Partindo da necessidade de estudos que incidam sobre as elaborações metodológicas, o

presente ensaio tem como objetivo lançar luz sobre uma das invenções metodológicas centrais

da Psicologia Histórico-Cultural, que é a relação entre instrumento e signo no desenvolvimento

infantil. Antes, porém, iremos discutir algumas premissas teórico-metodológicas gerais

necessárias ao entendimento da relação entre instrumento e signo no desenvolvimento infantil.

2. O MÉTODO GENÉTICO EXPERIMENTAL

A discussão do método deve ter início pela concepção ontológica que subjaz

determinada teoria do conhecimento.

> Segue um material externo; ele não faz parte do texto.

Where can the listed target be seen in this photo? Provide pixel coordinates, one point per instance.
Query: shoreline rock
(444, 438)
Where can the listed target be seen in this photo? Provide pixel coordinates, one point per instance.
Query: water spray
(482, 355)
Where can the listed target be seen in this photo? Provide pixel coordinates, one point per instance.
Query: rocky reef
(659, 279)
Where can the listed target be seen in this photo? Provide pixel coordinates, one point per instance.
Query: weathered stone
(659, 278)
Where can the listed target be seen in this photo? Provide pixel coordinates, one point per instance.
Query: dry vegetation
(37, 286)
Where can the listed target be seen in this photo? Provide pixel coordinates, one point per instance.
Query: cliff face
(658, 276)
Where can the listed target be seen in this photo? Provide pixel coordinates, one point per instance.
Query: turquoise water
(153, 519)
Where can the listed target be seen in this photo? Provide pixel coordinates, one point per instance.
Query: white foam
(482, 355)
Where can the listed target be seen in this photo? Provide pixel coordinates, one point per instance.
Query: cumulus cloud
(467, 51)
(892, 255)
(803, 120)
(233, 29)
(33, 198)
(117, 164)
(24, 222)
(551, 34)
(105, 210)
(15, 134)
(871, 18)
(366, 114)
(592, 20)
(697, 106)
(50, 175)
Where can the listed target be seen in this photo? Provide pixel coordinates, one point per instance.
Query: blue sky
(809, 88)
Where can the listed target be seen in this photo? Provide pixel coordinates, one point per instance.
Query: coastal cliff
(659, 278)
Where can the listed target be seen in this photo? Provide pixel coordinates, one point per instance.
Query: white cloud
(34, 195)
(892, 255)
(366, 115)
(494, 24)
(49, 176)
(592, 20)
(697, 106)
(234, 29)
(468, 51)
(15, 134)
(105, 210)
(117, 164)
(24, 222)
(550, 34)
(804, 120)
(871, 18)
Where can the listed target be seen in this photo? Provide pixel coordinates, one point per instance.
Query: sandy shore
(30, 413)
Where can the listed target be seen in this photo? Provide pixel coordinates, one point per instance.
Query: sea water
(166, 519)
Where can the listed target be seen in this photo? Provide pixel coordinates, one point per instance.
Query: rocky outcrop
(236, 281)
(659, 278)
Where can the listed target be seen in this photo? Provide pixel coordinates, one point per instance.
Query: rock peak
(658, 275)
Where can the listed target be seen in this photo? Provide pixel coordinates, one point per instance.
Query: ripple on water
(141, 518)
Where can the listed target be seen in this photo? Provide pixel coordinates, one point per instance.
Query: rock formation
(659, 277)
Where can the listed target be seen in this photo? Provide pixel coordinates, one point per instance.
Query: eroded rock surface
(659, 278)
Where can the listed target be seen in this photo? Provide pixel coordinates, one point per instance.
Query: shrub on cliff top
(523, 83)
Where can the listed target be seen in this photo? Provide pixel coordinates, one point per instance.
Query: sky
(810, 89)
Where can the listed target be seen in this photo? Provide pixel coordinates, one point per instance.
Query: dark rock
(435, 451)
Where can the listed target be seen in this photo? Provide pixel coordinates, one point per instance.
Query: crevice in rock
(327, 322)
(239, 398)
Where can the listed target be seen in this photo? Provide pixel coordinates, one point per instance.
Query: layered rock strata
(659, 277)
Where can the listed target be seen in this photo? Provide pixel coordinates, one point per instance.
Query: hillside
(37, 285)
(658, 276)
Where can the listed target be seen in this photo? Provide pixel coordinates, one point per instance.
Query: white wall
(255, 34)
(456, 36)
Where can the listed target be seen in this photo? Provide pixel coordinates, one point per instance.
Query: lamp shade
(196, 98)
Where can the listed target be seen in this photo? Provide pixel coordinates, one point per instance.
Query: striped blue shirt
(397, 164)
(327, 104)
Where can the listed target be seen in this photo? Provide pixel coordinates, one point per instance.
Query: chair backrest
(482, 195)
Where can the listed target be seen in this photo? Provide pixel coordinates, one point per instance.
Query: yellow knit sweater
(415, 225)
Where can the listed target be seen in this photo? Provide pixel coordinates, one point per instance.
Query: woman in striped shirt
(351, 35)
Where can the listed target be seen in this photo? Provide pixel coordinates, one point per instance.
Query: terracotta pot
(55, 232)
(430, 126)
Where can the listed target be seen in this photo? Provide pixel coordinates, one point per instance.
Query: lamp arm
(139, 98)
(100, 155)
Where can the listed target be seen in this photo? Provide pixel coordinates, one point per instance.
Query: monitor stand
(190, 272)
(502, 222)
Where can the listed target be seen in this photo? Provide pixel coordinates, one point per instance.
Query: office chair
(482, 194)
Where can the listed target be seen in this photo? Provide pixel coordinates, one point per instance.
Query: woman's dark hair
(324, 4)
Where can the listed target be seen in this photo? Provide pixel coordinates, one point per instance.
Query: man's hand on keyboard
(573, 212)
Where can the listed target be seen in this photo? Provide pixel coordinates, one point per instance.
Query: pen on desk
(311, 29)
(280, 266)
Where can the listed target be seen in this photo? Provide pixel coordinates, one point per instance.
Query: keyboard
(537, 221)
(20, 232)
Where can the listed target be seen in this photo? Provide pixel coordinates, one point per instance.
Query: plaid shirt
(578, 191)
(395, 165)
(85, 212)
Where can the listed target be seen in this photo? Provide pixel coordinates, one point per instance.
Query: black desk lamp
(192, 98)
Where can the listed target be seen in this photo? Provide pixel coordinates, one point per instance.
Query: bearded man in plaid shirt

Mesmo que não esteja de forma explícita, toda teoria

possui uma concepção de realidade, de indivíduo e de subjetividade. Nesse caminho, alguns

autores têm sistematizado os fundamentos ontológicos de Vigotski (CARMO; JIMENEZ, 2013;

MARTINS, 1994; MARTINS, 2008; TULESKI, 2008). Todos esses autores concordam que

Vigotski sustentou sua teoria sobre as bases do materialismo histórico e dialético.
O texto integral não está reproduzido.